For as long as I've been alive the old Confederacy has been a land without closure, where history keeps coming at you day after day, year after year, decade after decade, as if the past were the present, too, and the future forever. Cities grew and populations changed in the South, but the Civil War lurked somehow in the shadow of mirror-sided skyscrapers; the holocaust of slavery and the sweet-bitter victories of the civil-rights movement lingered deep in the minds of people on both sides of the color line. Yes there was change, progress, prosperity, and a lot of it. Southerners put their faith in money and jobs and God Almighty to get them to a better place and better times—and for a lot of them, white and black, those times came. The South got to be a more complicated place, where rich and poor—which is pretty much all there was before World War II—gave way to a broad-spectrum bourgeoisie with big-time aspirations. But as air conditioning conquered the lethargy-inducing climate and Northerners by the millions abandoned the rust belt for the sun belt, the past wasn't forgotten or forgiven so much as put aside while people got on with their lives and their business.

Now this part of the country, where I have my deepest roots, feels raw again, its political emotions more exposed than they've been in decades. George W. Bush and Barack Hussein Obama have unsettled the South: the first with a reckless war and a weakened economy, the second with the color of his skin, the foreignness of his name, the lofty liberalism of his language.

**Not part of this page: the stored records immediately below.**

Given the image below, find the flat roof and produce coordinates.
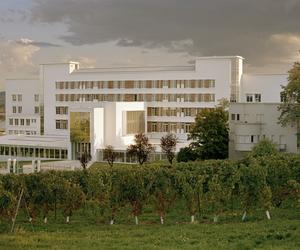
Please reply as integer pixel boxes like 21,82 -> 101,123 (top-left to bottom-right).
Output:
71,65 -> 195,74
0,135 -> 69,149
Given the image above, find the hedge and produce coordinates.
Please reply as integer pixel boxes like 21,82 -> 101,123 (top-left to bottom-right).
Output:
0,154 -> 300,224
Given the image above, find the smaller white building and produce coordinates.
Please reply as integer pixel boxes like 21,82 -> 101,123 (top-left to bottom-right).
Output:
229,103 -> 297,159
5,79 -> 43,135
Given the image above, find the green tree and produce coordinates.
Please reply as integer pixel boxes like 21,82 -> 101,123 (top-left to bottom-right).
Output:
176,147 -> 198,162
278,62 -> 300,126
78,150 -> 92,170
0,180 -> 17,223
127,133 -> 155,165
160,133 -> 177,165
189,106 -> 229,159
103,145 -> 117,167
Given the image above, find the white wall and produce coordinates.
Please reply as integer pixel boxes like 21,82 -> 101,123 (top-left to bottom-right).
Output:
241,74 -> 288,103
5,79 -> 43,134
229,103 -> 297,158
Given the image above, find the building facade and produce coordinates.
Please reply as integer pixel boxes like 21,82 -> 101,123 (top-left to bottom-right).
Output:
0,56 -> 296,161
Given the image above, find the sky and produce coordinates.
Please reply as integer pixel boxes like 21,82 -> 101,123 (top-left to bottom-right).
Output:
0,0 -> 300,89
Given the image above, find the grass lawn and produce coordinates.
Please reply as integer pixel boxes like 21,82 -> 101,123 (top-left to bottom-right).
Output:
0,205 -> 300,249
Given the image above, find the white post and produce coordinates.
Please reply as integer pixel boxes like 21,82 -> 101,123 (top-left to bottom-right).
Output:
191,215 -> 195,223
160,215 -> 164,225
31,160 -> 35,173
214,215 -> 218,223
36,160 -> 41,172
266,210 -> 271,220
13,159 -> 17,174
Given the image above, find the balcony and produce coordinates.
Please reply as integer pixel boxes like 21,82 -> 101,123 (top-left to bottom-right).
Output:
235,142 -> 287,152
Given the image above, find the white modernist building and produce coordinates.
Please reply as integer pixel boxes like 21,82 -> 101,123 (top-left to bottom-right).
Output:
229,74 -> 298,159
0,56 -> 296,161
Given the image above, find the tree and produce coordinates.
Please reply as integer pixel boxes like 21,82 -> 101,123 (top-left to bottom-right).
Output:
249,139 -> 278,158
176,147 -> 198,162
189,106 -> 229,159
127,133 -> 155,165
160,133 -> 177,165
78,150 -> 92,170
103,145 -> 117,167
278,62 -> 300,126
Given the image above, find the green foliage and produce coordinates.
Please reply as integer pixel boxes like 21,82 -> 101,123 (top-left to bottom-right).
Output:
249,139 -> 278,158
160,133 -> 177,165
103,145 -> 117,167
127,133 -> 155,165
278,62 -> 300,126
176,147 -> 198,162
0,154 -> 300,226
0,181 -> 17,219
189,107 -> 229,159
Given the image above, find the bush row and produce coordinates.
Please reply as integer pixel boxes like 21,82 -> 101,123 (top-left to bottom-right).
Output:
0,154 -> 300,224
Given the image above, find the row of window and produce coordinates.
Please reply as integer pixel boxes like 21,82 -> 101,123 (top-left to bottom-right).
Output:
55,120 -> 68,129
231,114 -> 240,121
0,145 -> 68,159
8,118 -> 36,126
56,79 -> 215,89
147,122 -> 192,134
231,113 -> 264,123
55,106 -> 68,115
147,107 -> 209,117
12,106 -> 40,114
56,94 -> 215,102
236,135 -> 278,144
246,94 -> 261,102
11,94 -> 40,102
8,130 -> 37,135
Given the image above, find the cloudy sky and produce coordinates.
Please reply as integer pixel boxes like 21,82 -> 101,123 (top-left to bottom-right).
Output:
0,0 -> 300,89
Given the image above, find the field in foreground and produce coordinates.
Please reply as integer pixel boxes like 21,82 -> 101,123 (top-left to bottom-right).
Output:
0,209 -> 300,249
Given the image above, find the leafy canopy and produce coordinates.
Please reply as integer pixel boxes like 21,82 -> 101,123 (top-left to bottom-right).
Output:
278,62 -> 300,126
189,105 -> 229,159
160,133 -> 177,165
249,139 -> 278,158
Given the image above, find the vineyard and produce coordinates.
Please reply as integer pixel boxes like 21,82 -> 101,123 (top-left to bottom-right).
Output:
0,154 -> 300,225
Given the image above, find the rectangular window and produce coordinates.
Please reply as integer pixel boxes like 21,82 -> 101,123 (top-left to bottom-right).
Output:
254,94 -> 261,102
55,120 -> 68,129
246,94 -> 253,102
56,106 -> 68,115
126,111 -> 145,134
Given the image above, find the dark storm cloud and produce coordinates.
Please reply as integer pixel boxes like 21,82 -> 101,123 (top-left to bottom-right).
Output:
16,38 -> 62,48
31,0 -> 300,65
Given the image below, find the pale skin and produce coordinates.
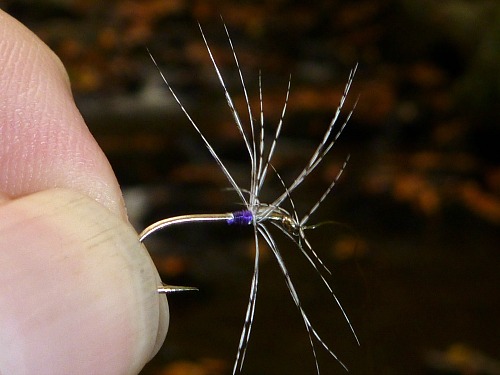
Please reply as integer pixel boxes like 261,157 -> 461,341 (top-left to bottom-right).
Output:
0,10 -> 169,374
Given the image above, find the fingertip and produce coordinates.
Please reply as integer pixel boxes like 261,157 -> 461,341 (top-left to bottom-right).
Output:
0,189 -> 169,374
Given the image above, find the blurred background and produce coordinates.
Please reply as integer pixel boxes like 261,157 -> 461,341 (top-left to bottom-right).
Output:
0,0 -> 500,375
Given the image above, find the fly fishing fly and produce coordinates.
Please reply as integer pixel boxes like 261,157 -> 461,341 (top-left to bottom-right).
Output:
139,25 -> 359,374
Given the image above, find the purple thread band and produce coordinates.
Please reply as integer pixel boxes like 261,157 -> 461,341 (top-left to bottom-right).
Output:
227,210 -> 253,225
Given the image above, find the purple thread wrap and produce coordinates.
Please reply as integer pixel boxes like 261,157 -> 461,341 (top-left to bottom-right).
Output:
227,210 -> 253,225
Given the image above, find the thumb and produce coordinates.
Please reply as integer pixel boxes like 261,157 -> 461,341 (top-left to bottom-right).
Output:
0,189 -> 168,374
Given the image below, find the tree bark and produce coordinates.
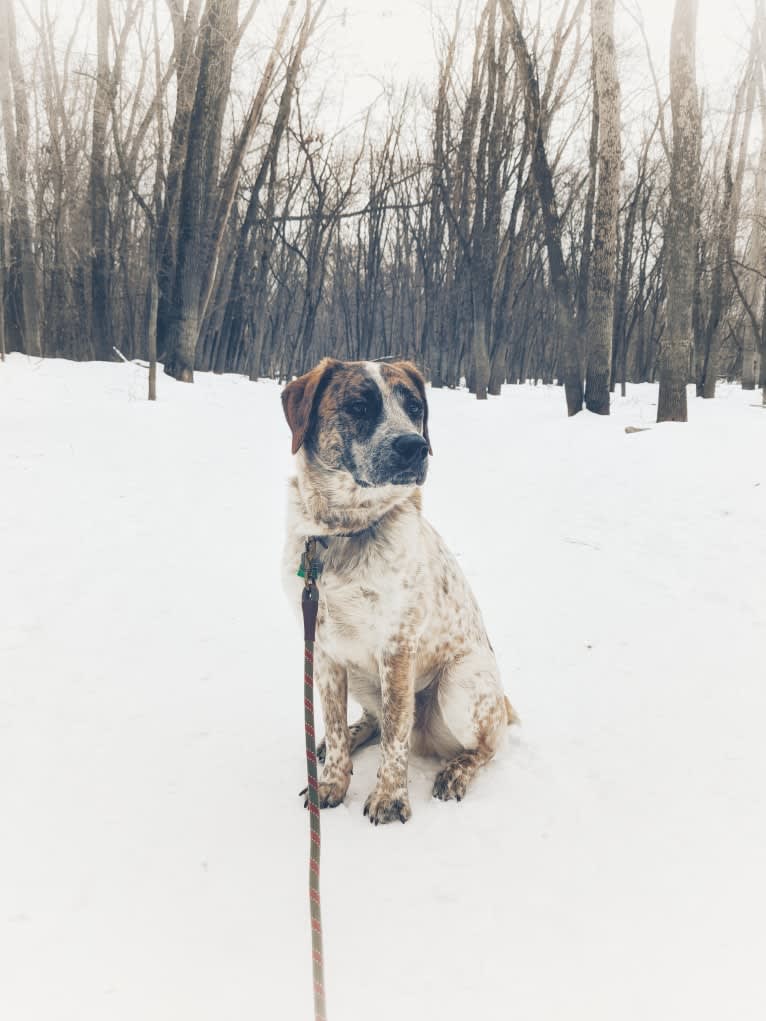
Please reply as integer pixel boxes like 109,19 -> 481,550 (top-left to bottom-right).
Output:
500,0 -> 583,416
657,0 -> 700,422
0,0 -> 43,357
164,0 -> 239,383
585,0 -> 622,415
88,0 -> 112,361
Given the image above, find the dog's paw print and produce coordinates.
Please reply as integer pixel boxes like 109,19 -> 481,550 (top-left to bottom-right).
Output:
365,787 -> 413,826
300,776 -> 349,809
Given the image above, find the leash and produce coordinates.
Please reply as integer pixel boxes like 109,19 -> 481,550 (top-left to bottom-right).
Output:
300,538 -> 327,1021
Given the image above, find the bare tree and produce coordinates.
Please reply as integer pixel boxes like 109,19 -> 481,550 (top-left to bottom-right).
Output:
657,0 -> 700,422
0,0 -> 42,356
585,0 -> 622,415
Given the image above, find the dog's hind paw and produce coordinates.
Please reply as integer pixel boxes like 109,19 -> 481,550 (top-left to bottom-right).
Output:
365,787 -> 413,826
433,763 -> 472,801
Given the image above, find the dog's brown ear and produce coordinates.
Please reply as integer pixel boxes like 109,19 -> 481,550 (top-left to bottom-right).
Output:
394,361 -> 433,454
282,358 -> 338,453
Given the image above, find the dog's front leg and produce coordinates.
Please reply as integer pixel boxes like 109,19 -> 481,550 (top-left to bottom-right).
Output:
315,646 -> 351,809
365,646 -> 415,826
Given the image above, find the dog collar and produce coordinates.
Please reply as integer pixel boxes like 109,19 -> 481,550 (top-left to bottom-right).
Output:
296,521 -> 380,581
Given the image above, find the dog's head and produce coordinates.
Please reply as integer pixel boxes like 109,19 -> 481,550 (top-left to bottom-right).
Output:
282,358 -> 432,487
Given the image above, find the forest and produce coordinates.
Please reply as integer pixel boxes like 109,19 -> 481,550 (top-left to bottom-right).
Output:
0,0 -> 766,421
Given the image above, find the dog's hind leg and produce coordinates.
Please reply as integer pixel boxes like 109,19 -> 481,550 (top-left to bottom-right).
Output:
317,710 -> 380,763
429,651 -> 511,801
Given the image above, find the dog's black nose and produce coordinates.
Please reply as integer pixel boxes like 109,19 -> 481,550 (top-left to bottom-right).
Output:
393,433 -> 428,467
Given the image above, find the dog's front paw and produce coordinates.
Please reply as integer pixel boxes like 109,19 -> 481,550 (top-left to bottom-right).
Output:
365,787 -> 413,826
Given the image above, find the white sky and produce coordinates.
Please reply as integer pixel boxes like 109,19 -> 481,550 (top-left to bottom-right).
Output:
302,0 -> 755,131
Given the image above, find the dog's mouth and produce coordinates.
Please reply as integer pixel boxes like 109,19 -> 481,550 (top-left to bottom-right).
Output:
352,469 -> 426,489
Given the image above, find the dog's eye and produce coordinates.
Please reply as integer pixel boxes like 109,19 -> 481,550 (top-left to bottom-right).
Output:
346,400 -> 367,419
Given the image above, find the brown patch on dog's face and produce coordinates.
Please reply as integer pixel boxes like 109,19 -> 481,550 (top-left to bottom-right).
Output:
282,358 -> 342,453
380,361 -> 433,454
282,359 -> 430,488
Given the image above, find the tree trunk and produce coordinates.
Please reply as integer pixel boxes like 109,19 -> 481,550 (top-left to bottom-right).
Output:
500,0 -> 583,416
585,0 -> 621,415
164,0 -> 239,383
88,0 -> 112,361
657,0 -> 700,422
0,0 -> 43,357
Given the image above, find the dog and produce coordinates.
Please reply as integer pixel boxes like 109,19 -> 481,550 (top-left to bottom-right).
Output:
282,358 -> 515,825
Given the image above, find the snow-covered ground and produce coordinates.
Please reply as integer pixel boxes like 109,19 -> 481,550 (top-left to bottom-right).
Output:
0,355 -> 766,1021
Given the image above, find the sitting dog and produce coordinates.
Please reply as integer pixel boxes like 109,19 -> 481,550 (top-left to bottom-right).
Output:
282,358 -> 514,825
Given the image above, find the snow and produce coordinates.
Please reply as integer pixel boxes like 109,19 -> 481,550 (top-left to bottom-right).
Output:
0,355 -> 766,1021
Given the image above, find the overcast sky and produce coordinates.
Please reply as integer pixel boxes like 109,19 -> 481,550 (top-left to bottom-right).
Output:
302,0 -> 754,131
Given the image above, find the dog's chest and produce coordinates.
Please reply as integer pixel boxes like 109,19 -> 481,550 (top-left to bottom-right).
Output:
285,539 -> 414,674
317,557 -> 409,672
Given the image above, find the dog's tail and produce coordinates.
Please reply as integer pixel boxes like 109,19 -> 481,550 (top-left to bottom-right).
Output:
504,695 -> 521,727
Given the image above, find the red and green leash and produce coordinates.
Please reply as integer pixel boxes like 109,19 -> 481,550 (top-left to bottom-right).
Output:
299,539 -> 327,1021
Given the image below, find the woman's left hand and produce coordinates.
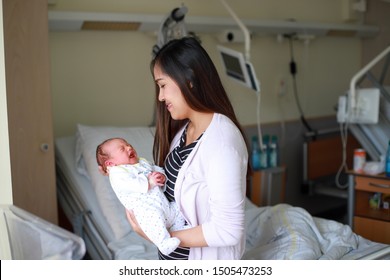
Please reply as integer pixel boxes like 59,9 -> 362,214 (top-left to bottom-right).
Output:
126,209 -> 150,241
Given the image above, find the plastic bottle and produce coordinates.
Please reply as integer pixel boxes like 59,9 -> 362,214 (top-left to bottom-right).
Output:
251,136 -> 261,171
260,135 -> 269,169
385,140 -> 390,177
269,135 -> 279,167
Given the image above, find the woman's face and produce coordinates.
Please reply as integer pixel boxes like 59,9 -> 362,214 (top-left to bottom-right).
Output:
154,65 -> 192,120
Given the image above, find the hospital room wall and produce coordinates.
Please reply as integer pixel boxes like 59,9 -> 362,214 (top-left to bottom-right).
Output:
0,1 -> 12,205
50,31 -> 361,137
49,0 -> 368,137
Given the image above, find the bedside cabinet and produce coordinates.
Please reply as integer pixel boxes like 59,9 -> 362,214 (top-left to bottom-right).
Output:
348,173 -> 390,244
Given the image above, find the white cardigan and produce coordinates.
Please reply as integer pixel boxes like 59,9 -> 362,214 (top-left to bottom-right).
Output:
171,113 -> 248,260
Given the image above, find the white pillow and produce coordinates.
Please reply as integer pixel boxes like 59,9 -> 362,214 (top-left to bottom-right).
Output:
75,124 -> 155,239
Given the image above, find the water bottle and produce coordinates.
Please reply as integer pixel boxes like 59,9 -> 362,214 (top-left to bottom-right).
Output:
260,135 -> 269,169
251,136 -> 261,171
385,140 -> 390,177
269,135 -> 279,167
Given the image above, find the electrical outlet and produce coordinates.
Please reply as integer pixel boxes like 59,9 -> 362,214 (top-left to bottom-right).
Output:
276,77 -> 287,97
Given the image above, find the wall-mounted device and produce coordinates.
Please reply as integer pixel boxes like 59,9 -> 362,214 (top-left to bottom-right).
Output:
337,88 -> 380,124
217,46 -> 260,92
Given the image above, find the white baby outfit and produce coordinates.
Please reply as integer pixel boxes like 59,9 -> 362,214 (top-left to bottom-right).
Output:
109,158 -> 185,255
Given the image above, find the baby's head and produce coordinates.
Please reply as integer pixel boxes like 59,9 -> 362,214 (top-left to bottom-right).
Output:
96,138 -> 138,175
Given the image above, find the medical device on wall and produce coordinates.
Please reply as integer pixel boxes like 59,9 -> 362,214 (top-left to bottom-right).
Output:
153,5 -> 188,56
217,46 -> 260,92
337,46 -> 390,124
217,0 -> 265,150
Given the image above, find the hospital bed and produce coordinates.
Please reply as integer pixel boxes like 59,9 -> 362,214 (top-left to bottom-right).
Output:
55,124 -> 390,259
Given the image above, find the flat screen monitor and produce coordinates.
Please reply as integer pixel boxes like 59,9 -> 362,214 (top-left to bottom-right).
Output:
217,46 -> 260,91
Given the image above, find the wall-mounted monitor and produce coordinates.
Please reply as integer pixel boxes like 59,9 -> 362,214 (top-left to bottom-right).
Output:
217,46 -> 260,92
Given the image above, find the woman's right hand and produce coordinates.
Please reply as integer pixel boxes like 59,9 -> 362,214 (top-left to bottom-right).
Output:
126,209 -> 150,241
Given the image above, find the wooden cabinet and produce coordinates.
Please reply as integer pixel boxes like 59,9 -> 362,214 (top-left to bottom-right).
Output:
351,174 -> 390,244
2,0 -> 58,224
249,167 -> 286,206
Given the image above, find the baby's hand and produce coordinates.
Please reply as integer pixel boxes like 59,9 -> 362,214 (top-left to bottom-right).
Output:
148,171 -> 165,187
99,165 -> 108,176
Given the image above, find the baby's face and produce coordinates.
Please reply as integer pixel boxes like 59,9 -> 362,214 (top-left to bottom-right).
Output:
104,139 -> 138,165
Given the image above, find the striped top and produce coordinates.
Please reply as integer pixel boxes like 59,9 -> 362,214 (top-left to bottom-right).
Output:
158,125 -> 203,260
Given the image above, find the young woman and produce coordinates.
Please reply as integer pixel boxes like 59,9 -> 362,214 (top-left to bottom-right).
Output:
128,37 -> 248,260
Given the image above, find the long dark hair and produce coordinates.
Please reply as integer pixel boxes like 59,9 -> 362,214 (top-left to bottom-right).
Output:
150,37 -> 245,166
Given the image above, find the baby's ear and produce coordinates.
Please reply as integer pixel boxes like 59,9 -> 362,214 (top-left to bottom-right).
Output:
104,160 -> 115,166
99,165 -> 108,176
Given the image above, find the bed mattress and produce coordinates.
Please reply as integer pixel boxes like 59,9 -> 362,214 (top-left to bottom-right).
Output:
55,134 -> 390,260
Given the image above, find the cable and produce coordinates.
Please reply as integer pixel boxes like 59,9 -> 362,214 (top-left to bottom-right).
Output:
335,122 -> 348,189
283,33 -> 313,132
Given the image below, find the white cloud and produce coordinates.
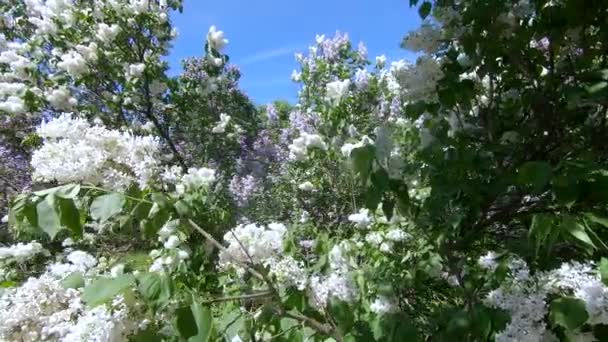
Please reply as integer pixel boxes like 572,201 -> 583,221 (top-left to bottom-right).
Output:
237,45 -> 303,66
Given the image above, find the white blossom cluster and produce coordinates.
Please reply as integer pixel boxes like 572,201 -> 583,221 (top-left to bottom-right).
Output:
0,241 -> 47,263
369,295 -> 399,315
479,252 -> 608,342
310,243 -> 357,309
0,251 -> 137,342
289,132 -> 327,160
32,113 -> 160,189
391,56 -> 443,101
326,80 -> 350,104
403,22 -> 442,54
219,223 -> 287,273
150,220 -> 190,273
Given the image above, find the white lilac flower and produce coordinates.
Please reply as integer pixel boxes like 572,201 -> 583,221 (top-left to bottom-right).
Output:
211,113 -> 230,133
95,23 -> 120,44
298,181 -> 315,191
207,26 -> 228,51
219,223 -> 287,272
46,87 -> 78,109
127,63 -> 146,78
265,256 -> 308,291
365,232 -> 384,246
181,167 -> 215,189
369,296 -> 398,315
57,51 -> 89,78
289,132 -> 327,160
326,80 -> 350,104
478,251 -> 498,272
403,23 -> 441,53
378,241 -> 393,253
0,96 -> 26,114
164,235 -> 181,249
32,114 -> 160,189
340,135 -> 374,158
310,272 -> 357,309
66,251 -> 97,271
61,237 -> 75,247
386,228 -> 410,242
110,264 -> 125,278
0,241 -> 46,263
348,208 -> 372,228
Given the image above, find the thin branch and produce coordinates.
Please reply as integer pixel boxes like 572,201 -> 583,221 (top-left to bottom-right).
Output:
188,219 -> 266,281
201,290 -> 273,304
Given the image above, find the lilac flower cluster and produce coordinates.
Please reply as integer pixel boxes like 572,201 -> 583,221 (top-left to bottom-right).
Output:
229,129 -> 289,208
317,32 -> 350,61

Suddenly the palliative prosperity that salved old, deep wounds no longer seems adequate to the task.

Last month I set out driving through Tennessee, Georgia and the Carolinas, roughly retracing the deepest scar in the country—the blazing track of total war left by Union Gen. William Tecumseh Sherman in 1864 and 1865. After many years away I was exploring my own blood ties (which include an ancestor named after Sherman by his slave-owning-yet-Unionist parents), but also gauging the tenor of a region that has been critical to every U.S. presidential election since 1932, and may be again. "If you don't win anything in the South, you need 70 percent of the rest of the country," says Merle Black, a political scientist at Emory University in Atlanta. "If you can win some of the South, that gives you breathing space." Polls suggest Virginia is in play. And the Obama campaign is approaching North Carolina and Georgia as if they might be, although like most people, Black (who is white, and from east Texas, which is deep in Dixie) thinks John McCain will win in both those states if only as the default candidate, the un-Obama.

The South I saw was troubled by changes that go well beyond this "change" election. A generation is growing up with traumas more immediate than those of the 1860s—or the 1960s. Shana Sprouse, 21 and white, and born and raised in Spartanburg, S.C., says she's going to vote for Obama because her 26-year-old boyfriend is racked with cancer and she and he have spent the last two years trying to find ways to pay for his treatment or, now, his hospice. Jobs are disappearing to places that are truly foreign, not mock-strange states like California. New immigrants are introducing brown into a color map that has long been dominated by black and white. There is a sense that a world is ending, maybe not this year but inevitably.